DRAFT: feat: add agent-server execution mode for open source deployments#63
DRAFT: feat: add agent-server execution mode for open source deployments#63xingyaoww wants to merge 1 commit into
Conversation
Add support for a dual execution backend: 1. Cloud sandbox mode (existing, default): Per-run sandbox provisioning via Cloud API — unchanged behavior. 2. Agent-server mode (new): Connects directly to a persistent agent-server via AUTOMATION_AGENT_SERVER_URL config. No sandbox creation, polling, or cleanup. Aimed at open source / self-hosted deployments. Both modes share the same agent-server HTTP APIs for file upload and bash execution — only the connection setup differs. Changes: - config.py: Add agent_server_url, agent_server_api_key settings and is_agent_server_mode property - execution.py: Introduce AgentConnection abstraction and _connect_cloud_sandbox / _connect_agent_server helpers. Refactor dispatch_automation() and run_automation() to branch on mode. - dispatcher.py: Pass agent-server config through to dispatch call - watchdog.py: Pass agent-server config to verification, skip sandbox cleanup in agent-server mode - utils/sandbox.py: Update verify_run_status() to accept agent-server URL directly (bypasses sandbox discovery in agent-server mode) - app.py: Log which execution backend is active on startup Refs: #62 Co-authored-by: openhands <openhands@all-hands.dev>
|
🚀 Deploy Preview PR Created/Updated A deploy preview has been created/updated for this PR. Deploy PR: https://github.com/OpenHands/deploy/pull/3895 Once the deploy PR's CI passes, the automation service will be deployed to the feature environment. |
QA Instructions: Testing Agent-Server ModeThis PR adds a second execution backend where the automation engine connects to a persistent agent-server instead of creating Cloud sandboxes. Below are instructions to test it end-to-end. Prerequisites
OverviewThe test has 3 phases:
Step 1: Provision an Agent-Server via Runtime APIUse the Runtime API to spin up an agent-server. This gives us a running agent-server URL that the automation engine can connect to directly. # Provision an agent-server runtime
RUNTIME_RESPONSE=$(curl -s -X POST "https://runtime.eval.all-hands.dev/sessions" \
-H "Authorization: Bearer $RUNTIME_API" \
-H "Content-Type: application/json" \
-d '{"image": "ghcr.io/openhands/agent-server:latest-python"}')

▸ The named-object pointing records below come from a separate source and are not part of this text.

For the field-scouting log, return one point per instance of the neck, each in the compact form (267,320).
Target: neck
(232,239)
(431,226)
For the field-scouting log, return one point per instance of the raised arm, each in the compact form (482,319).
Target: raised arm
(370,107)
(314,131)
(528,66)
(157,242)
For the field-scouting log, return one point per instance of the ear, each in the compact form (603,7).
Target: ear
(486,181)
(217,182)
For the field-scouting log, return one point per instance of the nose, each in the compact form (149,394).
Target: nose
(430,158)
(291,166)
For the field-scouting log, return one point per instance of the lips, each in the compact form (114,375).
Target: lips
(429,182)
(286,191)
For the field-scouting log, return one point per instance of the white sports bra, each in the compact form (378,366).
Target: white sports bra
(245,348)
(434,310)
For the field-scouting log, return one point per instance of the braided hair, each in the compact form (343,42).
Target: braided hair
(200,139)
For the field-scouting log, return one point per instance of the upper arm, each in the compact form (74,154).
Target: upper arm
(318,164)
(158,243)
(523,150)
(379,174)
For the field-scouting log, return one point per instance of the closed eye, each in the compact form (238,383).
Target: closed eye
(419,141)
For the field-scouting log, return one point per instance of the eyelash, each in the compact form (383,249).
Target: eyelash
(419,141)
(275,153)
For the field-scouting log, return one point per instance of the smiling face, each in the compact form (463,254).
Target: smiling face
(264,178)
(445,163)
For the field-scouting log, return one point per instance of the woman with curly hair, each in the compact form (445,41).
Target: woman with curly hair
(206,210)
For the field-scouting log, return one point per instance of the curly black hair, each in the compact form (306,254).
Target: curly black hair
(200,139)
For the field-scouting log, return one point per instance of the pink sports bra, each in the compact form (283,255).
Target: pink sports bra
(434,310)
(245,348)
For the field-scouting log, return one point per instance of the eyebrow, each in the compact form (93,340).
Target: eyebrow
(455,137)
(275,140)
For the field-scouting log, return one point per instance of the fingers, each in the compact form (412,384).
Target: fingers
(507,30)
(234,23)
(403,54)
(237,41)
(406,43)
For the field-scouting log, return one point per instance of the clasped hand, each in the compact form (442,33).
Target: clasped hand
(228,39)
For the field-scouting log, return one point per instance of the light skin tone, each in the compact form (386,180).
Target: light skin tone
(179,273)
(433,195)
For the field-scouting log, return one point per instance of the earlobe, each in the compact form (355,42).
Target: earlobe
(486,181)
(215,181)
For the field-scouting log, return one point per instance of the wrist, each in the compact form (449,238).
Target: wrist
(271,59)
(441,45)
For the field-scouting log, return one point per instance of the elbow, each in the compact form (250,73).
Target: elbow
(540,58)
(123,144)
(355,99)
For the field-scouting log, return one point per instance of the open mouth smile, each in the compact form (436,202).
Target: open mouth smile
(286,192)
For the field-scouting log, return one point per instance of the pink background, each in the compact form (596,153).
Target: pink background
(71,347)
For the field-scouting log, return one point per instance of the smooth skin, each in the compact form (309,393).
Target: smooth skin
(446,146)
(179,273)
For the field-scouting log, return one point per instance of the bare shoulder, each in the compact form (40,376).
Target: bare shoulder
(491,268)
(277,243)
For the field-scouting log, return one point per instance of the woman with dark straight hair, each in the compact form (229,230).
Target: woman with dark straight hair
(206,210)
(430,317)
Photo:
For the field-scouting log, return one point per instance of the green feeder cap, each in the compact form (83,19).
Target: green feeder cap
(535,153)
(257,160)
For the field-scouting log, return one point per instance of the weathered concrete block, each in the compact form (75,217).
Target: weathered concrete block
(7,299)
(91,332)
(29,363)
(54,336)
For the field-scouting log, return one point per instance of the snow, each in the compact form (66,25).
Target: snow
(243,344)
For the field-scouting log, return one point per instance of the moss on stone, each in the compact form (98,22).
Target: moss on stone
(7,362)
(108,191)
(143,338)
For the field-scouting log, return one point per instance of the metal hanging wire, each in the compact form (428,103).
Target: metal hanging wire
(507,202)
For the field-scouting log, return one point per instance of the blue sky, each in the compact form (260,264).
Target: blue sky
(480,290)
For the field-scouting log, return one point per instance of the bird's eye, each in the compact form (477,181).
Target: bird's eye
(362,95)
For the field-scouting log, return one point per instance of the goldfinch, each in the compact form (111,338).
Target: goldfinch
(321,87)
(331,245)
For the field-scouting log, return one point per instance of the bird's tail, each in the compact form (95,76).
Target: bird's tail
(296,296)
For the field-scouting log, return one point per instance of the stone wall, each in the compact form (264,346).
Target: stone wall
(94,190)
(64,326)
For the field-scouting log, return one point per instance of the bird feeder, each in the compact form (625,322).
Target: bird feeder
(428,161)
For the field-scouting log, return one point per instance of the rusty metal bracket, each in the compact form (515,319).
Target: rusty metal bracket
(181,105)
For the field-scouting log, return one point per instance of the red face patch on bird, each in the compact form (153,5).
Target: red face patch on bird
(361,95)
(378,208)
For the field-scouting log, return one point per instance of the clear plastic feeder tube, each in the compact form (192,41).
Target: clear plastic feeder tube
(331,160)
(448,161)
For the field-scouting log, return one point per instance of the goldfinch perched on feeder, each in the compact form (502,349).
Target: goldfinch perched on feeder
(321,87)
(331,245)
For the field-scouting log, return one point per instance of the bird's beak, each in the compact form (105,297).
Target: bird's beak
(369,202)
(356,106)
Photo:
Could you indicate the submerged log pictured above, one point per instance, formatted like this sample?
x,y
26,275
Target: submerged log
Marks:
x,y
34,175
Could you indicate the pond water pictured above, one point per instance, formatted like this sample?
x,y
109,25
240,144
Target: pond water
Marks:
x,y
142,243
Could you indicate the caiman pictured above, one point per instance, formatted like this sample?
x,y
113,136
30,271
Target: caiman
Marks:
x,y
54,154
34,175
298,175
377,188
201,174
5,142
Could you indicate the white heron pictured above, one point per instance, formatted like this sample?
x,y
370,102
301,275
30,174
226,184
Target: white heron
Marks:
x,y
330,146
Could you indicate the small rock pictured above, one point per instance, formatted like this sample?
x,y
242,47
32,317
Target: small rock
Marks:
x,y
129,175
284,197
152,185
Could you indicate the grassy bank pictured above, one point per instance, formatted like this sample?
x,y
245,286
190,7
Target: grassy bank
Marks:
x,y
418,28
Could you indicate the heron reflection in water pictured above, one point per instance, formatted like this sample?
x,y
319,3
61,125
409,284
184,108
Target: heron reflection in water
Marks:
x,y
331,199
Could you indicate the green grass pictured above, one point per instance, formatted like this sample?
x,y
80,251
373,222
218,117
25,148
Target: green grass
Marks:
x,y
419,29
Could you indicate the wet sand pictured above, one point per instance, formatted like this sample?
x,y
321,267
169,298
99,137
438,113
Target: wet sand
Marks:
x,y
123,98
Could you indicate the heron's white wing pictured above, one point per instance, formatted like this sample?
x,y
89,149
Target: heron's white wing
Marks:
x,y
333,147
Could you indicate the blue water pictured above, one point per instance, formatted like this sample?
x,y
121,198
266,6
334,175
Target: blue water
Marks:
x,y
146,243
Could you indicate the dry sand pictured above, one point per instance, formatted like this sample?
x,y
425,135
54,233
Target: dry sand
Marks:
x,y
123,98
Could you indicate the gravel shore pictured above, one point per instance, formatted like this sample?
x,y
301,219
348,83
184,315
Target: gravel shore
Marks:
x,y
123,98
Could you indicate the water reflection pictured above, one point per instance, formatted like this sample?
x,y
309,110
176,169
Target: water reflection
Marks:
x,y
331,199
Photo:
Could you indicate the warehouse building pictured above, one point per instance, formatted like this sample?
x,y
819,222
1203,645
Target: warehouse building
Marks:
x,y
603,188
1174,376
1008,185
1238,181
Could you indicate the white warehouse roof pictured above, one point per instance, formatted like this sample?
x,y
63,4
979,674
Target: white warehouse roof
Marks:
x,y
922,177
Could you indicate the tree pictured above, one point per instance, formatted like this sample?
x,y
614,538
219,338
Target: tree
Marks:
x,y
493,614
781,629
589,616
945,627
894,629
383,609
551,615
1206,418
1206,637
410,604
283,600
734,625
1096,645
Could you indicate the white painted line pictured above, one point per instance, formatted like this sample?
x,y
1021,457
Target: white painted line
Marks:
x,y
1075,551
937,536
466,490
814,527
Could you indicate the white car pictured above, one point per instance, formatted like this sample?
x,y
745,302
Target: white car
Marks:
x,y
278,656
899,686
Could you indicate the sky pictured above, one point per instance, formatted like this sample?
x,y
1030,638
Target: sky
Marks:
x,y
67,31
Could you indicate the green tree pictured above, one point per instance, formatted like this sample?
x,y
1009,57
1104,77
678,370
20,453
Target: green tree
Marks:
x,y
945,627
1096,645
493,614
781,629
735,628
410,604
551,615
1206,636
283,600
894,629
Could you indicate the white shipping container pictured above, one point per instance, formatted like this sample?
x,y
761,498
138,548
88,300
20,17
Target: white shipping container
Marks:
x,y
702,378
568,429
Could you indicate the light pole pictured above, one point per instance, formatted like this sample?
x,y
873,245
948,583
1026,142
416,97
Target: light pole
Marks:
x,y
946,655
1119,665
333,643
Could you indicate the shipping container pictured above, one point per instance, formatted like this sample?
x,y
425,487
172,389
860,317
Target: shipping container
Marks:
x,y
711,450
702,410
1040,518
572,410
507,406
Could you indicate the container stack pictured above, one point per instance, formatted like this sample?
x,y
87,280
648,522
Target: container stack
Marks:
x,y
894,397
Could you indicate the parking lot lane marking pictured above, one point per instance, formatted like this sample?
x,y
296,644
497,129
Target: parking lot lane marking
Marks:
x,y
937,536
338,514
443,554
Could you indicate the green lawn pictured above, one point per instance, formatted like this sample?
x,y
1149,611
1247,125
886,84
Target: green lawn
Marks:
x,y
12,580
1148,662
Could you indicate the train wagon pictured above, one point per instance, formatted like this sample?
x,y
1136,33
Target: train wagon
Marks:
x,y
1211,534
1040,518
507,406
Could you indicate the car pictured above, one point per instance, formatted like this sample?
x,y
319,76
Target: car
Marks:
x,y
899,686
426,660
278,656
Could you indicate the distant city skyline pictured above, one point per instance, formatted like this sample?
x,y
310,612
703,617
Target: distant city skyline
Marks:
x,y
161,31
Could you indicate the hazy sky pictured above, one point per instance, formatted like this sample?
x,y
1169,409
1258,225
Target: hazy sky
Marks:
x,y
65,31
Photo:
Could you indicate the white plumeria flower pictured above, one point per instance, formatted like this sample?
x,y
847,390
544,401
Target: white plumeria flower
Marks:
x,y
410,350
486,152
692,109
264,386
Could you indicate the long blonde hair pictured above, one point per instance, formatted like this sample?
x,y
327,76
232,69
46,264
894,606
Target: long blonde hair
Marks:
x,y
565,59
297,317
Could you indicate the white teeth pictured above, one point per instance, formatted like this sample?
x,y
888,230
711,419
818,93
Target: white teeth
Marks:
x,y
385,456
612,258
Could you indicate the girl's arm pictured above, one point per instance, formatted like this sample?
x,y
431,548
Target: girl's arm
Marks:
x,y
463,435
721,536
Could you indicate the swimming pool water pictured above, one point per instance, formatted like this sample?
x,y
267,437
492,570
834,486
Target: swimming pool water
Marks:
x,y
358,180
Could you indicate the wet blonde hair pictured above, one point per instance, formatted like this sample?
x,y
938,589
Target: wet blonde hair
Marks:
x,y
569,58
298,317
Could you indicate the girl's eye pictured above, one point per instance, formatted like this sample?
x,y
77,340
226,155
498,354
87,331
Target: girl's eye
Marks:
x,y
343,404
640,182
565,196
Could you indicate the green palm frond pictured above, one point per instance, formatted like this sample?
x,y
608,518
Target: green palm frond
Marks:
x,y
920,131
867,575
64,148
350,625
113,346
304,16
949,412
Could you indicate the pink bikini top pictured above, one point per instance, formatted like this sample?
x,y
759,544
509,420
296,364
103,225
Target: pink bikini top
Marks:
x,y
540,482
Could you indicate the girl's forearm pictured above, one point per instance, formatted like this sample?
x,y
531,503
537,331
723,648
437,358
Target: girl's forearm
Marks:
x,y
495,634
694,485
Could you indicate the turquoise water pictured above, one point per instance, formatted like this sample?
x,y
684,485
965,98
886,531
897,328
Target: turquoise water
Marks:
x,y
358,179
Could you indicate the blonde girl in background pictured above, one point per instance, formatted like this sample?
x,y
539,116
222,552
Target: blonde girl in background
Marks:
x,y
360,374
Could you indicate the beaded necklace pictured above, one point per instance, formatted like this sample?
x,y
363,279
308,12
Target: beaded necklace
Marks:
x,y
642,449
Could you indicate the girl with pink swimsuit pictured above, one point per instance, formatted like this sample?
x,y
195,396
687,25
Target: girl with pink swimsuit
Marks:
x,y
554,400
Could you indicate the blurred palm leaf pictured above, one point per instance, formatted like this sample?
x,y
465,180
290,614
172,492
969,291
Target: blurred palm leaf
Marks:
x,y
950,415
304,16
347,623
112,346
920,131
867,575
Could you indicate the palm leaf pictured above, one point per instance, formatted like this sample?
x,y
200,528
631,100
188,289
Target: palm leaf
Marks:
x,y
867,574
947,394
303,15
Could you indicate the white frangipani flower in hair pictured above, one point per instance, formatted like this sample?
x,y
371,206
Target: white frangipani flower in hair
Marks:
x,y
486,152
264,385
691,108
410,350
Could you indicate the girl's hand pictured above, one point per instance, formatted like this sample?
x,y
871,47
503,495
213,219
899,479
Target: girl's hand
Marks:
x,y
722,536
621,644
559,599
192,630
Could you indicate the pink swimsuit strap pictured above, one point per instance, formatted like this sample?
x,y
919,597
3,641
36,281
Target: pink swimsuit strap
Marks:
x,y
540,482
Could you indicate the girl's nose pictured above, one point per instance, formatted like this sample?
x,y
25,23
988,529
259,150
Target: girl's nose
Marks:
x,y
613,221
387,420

echo "$RUNTIME_RESPONSE" | python3 -m json.tool
# Extract the session ID
SESSION_ID=$(echo "$RUNTIME_RESPONSE" | python3 -c "import json,sys; print(json.load(sys.stdin)['session_id'])")
echo "Session ID: $SESSION_ID"Poll until RUNNING and get the agent-server URL: # Poll until ready (may take 30-60s)
for i in $(seq 1 30); do
STATUS_RESPONSE=$(curl -s "https://runtime.eval.all-hands.dev/sessions/$SESSION_ID" \
-H "Authorization: Bearer $RUNTIME_API")
STATUS=$(echo "$STATUS_RESPONSE" | python3 -c "import json,sys; print(json.load(sys.stdin).get('status','UNKNOWN'))")
echo "[$i] Status: $STATUS"
if [ "$STATUS" = "running" ]; then
AGENT_SERVER_URL=$(echo "$STATUS_RESPONSE" | python3 -c "import json,sys; d=json.load(sys.stdin); print(d.get('url','') or d.get('session_url',''))")
SESSION_API_KEY=$(echo "$STATUS_RESPONSE" | python3 -c "import json,sys; print(json.load(sys.stdin).get('session_api_key',''))")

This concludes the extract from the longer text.